Why use substance designer rather than more traditional texture/material tools?

I have been messing around with substance designer for texture creation but while I like the idea of it I can’t help but wonder what the point if it really is. It doesn’t seem to be any faster than using a more conventional texture creation program such as photoshop or even quixel (the later of which is a add-on for photoshop) and things become really tedious if you want to create specific shapes rather than just some simple pattern.

Am I missing something? What are the benefits of using this program if everything is more time consuming and harder to do vs just creating stuff by hand in a program like photoshop?

So Allegorithmic’s main play is the ability to create completely parametarized / procedural textures that are independent of ‘finite’ resources (such as a fixed resolution image-based-texture). This allows for modifications (often context based - such as ‘scratch amount’, etc) that can be modified both before and during run-time in a non-destructible manner.

As a generalist, I’ve never found the need to get into Substance Designer itself, but using Substance Source to be super useful, using some of their assets; often containing a range of editable features.

That said - I DO use Quixel for my general painting / texturing workflow (and LOVE Megascans - but that’s sort of the exact opposite principle from Substance). In most projects I use a combination of Quixel and Subtance textures and materials. I’ve also been using Substance Painter - which uses Substances in a painting application (similar to Quixel’s DDO).

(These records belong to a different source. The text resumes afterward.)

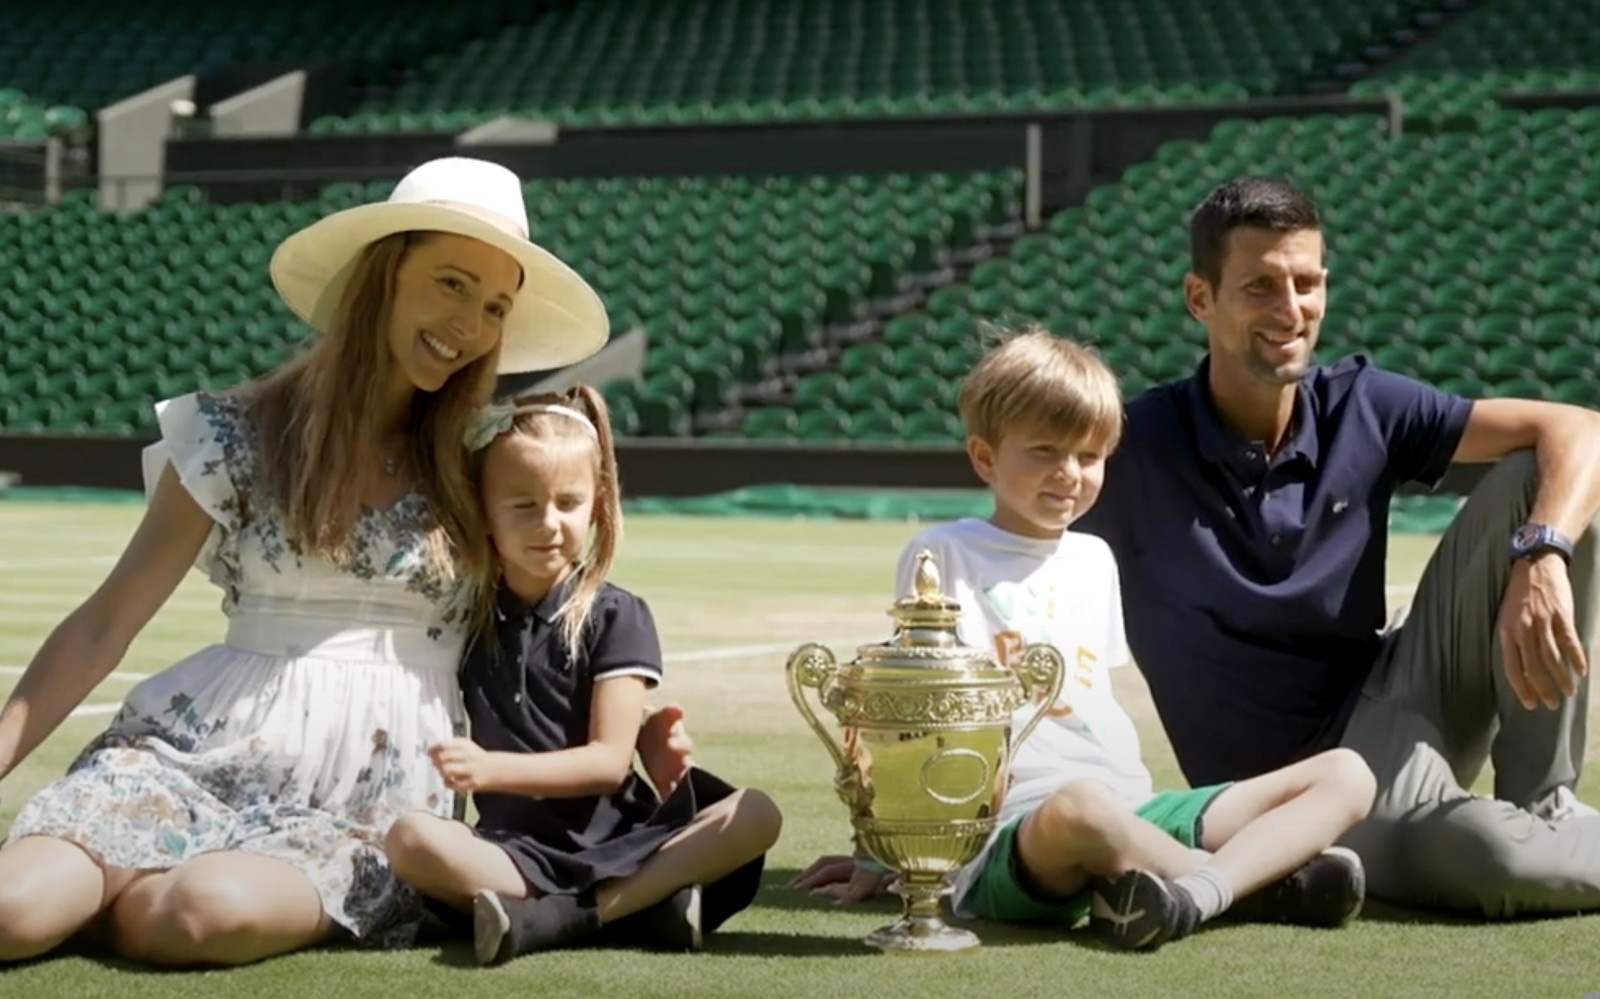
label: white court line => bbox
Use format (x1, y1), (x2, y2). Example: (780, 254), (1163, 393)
(0, 667), (149, 681)
(664, 638), (878, 663)
(0, 666), (145, 721)
(0, 637), (876, 723)
(0, 556), (118, 570)
(12, 596), (1436, 719)
(0, 636), (850, 681)
(0, 544), (894, 571)
(69, 704), (122, 718)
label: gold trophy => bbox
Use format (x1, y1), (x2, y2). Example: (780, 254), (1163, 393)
(785, 550), (1065, 952)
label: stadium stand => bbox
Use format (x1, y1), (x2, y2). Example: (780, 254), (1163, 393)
(311, 0), (1451, 132)
(0, 1), (541, 139)
(725, 104), (1600, 441)
(1, 0), (1596, 451)
(0, 170), (1020, 435)
(1351, 0), (1600, 120)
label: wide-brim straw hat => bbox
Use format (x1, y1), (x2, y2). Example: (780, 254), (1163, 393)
(269, 156), (608, 374)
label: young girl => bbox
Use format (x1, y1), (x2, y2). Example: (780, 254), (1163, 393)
(383, 385), (781, 964)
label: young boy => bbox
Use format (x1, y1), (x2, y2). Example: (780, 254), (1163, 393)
(894, 328), (1376, 950)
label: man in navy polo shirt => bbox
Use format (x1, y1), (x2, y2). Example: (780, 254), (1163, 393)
(1074, 175), (1600, 918)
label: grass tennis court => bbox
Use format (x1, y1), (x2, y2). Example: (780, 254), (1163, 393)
(1, 500), (1597, 997)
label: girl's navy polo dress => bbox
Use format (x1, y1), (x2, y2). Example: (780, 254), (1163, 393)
(460, 578), (763, 930)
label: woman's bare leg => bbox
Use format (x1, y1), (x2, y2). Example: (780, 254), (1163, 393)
(0, 836), (124, 962)
(108, 852), (336, 967)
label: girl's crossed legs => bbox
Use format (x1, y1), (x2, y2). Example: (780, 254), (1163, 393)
(386, 787), (782, 960)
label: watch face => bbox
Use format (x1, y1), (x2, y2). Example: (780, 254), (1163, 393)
(1514, 525), (1542, 551)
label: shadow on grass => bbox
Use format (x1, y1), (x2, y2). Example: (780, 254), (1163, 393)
(418, 868), (1089, 966)
(1348, 897), (1586, 928)
(753, 867), (902, 914)
(748, 867), (1100, 952)
(425, 929), (875, 966)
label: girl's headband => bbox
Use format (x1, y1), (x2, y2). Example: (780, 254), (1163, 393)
(465, 401), (597, 452)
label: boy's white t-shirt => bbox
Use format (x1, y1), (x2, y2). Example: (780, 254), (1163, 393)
(891, 518), (1155, 912)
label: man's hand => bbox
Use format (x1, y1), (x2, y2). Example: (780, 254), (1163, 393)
(1497, 554), (1588, 710)
(429, 738), (502, 794)
(638, 703), (694, 799)
(787, 854), (893, 905)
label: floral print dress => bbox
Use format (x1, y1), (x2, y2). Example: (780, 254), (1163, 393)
(5, 391), (473, 948)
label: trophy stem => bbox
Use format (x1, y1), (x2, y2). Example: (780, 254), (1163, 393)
(863, 872), (980, 953)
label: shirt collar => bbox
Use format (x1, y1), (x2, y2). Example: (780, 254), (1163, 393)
(496, 570), (579, 626)
(1183, 355), (1320, 473)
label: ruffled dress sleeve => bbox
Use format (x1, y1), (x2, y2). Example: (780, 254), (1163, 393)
(138, 391), (250, 576)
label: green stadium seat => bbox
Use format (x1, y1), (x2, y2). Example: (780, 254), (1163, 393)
(1468, 313), (1531, 347)
(796, 405), (851, 440)
(889, 371), (955, 415)
(839, 370), (897, 413)
(791, 372), (846, 408)
(839, 342), (894, 380)
(901, 409), (964, 443)
(743, 407), (799, 439)
(846, 407), (906, 442)
(1482, 344), (1542, 380)
(636, 389), (691, 437)
(1529, 315), (1593, 347)
(1540, 345), (1599, 380)
(1554, 381), (1600, 409)
(1489, 376), (1555, 401)
(1422, 344), (1484, 383)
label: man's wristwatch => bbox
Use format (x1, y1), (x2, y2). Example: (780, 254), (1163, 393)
(1509, 522), (1575, 564)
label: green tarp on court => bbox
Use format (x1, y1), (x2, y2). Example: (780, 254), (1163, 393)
(0, 482), (1462, 534)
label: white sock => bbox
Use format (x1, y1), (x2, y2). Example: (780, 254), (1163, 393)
(1172, 867), (1234, 922)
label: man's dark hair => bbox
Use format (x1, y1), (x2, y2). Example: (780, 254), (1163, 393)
(1189, 176), (1321, 287)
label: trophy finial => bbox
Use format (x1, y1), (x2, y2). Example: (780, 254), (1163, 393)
(890, 549), (961, 638)
(912, 549), (942, 603)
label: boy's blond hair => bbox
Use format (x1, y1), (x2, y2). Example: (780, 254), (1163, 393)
(958, 326), (1124, 449)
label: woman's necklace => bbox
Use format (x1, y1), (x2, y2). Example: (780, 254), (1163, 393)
(383, 453), (400, 478)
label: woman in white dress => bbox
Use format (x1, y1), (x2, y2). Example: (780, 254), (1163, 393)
(0, 157), (689, 967)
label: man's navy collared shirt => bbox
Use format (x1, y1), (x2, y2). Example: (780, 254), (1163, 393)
(1075, 354), (1473, 787)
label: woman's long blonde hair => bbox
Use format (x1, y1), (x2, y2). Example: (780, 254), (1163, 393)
(248, 231), (501, 582)
(471, 384), (623, 660)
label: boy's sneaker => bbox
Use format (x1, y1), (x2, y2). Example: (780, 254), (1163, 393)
(603, 885), (704, 952)
(1230, 846), (1366, 928)
(1088, 869), (1202, 951)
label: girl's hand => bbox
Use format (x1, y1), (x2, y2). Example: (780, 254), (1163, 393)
(638, 703), (694, 798)
(429, 738), (501, 794)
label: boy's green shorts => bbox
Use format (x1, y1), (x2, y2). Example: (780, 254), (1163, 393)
(964, 783), (1232, 925)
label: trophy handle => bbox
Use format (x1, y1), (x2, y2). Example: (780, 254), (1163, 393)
(1010, 643), (1067, 748)
(784, 642), (849, 773)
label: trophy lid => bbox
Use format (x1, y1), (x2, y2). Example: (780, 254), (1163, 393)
(891, 549), (963, 631)
(845, 548), (1005, 674)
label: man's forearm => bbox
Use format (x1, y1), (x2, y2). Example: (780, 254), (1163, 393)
(1527, 410), (1600, 541)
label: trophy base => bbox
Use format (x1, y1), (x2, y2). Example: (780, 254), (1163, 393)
(863, 919), (981, 953)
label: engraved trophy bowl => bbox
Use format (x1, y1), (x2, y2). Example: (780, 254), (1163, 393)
(785, 550), (1065, 952)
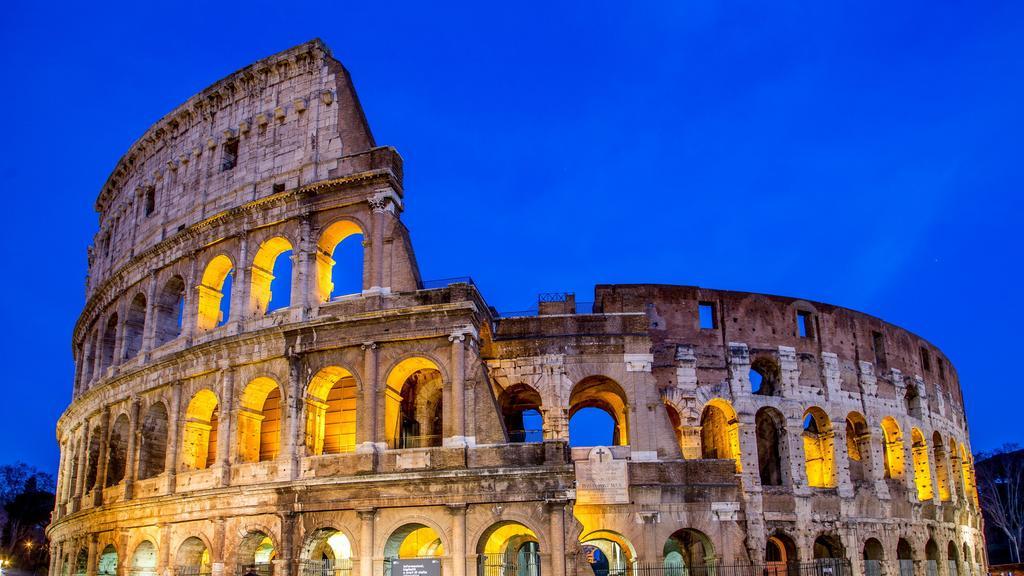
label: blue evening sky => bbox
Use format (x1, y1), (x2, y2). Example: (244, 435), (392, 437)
(1, 1), (1021, 474)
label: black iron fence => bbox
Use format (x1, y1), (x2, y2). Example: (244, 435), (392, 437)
(300, 559), (353, 576)
(569, 559), (852, 576)
(478, 552), (542, 576)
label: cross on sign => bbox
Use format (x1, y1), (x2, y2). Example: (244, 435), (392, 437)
(591, 446), (612, 462)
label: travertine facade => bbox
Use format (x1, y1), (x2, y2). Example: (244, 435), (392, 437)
(49, 39), (984, 576)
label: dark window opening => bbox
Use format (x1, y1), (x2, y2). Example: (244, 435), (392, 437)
(920, 347), (931, 372)
(272, 183), (285, 193)
(221, 139), (239, 171)
(699, 302), (717, 329)
(938, 359), (946, 380)
(797, 311), (814, 339)
(872, 331), (887, 369)
(144, 187), (156, 217)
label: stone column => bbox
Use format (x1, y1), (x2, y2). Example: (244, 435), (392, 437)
(358, 509), (376, 576)
(831, 417), (855, 498)
(182, 256), (198, 343)
(124, 398), (141, 500)
(218, 365), (235, 487)
(211, 517), (227, 576)
(229, 234), (249, 325)
(86, 534), (98, 576)
(93, 408), (111, 506)
(547, 501), (567, 576)
(368, 197), (388, 293)
(275, 513), (296, 576)
(284, 355), (303, 479)
(80, 337), (95, 392)
(868, 428), (892, 499)
(445, 331), (468, 447)
(54, 442), (67, 517)
(736, 412), (761, 489)
(357, 343), (379, 453)
(784, 420), (809, 495)
(726, 343), (750, 398)
(165, 383), (183, 494)
(158, 524), (171, 576)
(141, 272), (159, 355)
(448, 505), (467, 576)
(295, 214), (313, 320)
(73, 426), (89, 511)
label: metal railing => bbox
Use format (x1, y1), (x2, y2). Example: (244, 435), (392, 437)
(864, 560), (881, 576)
(926, 560), (938, 576)
(391, 434), (442, 449)
(898, 560), (914, 576)
(300, 559), (353, 576)
(479, 552), (541, 576)
(569, 559), (852, 576)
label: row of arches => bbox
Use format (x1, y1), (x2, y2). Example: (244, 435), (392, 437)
(79, 220), (365, 391)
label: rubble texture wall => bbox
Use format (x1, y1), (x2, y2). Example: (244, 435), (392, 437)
(49, 39), (984, 576)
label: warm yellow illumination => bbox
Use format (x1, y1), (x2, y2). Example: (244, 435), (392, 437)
(316, 220), (364, 302)
(933, 432), (951, 501)
(480, 522), (538, 555)
(237, 377), (282, 463)
(250, 236), (293, 314)
(397, 527), (444, 558)
(197, 255), (233, 330)
(701, 398), (741, 472)
(384, 357), (444, 449)
(306, 366), (357, 455)
(802, 407), (836, 488)
(911, 428), (934, 501)
(181, 389), (219, 470)
(881, 416), (906, 479)
(569, 376), (630, 447)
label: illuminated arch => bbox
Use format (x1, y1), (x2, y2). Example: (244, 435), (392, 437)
(137, 402), (169, 480)
(881, 417), (906, 480)
(175, 537), (211, 574)
(569, 376), (629, 447)
(911, 428), (934, 501)
(756, 407), (786, 486)
(701, 399), (741, 472)
(123, 293), (147, 360)
(960, 444), (978, 505)
(580, 530), (636, 574)
(197, 254), (234, 330)
(301, 527), (354, 562)
(250, 236), (294, 314)
(130, 541), (158, 576)
(306, 366), (357, 455)
(384, 523), (445, 559)
(802, 407), (836, 488)
(238, 531), (276, 569)
(765, 533), (798, 576)
(476, 521), (540, 576)
(385, 357), (445, 449)
(238, 377), (283, 463)
(181, 389), (219, 470)
(316, 219), (365, 302)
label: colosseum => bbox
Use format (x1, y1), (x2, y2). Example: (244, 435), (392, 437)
(48, 39), (985, 576)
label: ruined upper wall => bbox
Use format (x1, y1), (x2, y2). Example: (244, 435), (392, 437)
(86, 39), (376, 297)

Because it’s 100% procedural and ANY step can be changed along the way. Things like tiling are a breeze in Substance Designer. Not only that, but you can make every material output at the same time. Things like your normal, roughness, albedo, heightmap, AO, etc. Due to most of it all being based off the heightmap, you can get extremely accurate results for the various channels. If you need to make realistic PBR textures by hand, SD is the way to go.

It gives a lot more options for texturing than what is in Photoshop alone. Since it’s procedural you can apply a material to a different mesh and it’ll generate correctly according to that mesh. Another thing for games is that you can change parameters during gameplay, so if you want to show something aging over time you can do that.
As far as how it compares to Quixel–they’re fairly similar in some of the main features they do, but Substance is more advanced and it has support within many different programs–for example you can create a Substance material and use it in a game engine or a 3D rendering software.

Wow, I did not know that. That’s very interesting.

There’s a lot of great workflow uses for Designer.

Being able to quickly iterate without starting over.
Setting up flexible standard materials that be be reused, even for baked meshes.
Creating a standard visual style for an entire project.

With a little practice, and a library of materials to pull from, you can create ship-able textures in a few minutes.

But just again for the OP - using substance designer itself isn’t required to gain benefits from substance materials (I wish I knew that years ago when I started tinkering with Substance). There are great libraries, including Substance Source. Actually working in Designer is a whole workflow just to create those procedural textures. Just depends on your specific needs. I use Painter and Substance Source. I don’t need to create my own Substances because I use great ones others have developed all the procedural features for. Definitely check out some free ones through substance source. Best way to get the hang of what you can create with Subtsance Designer itself.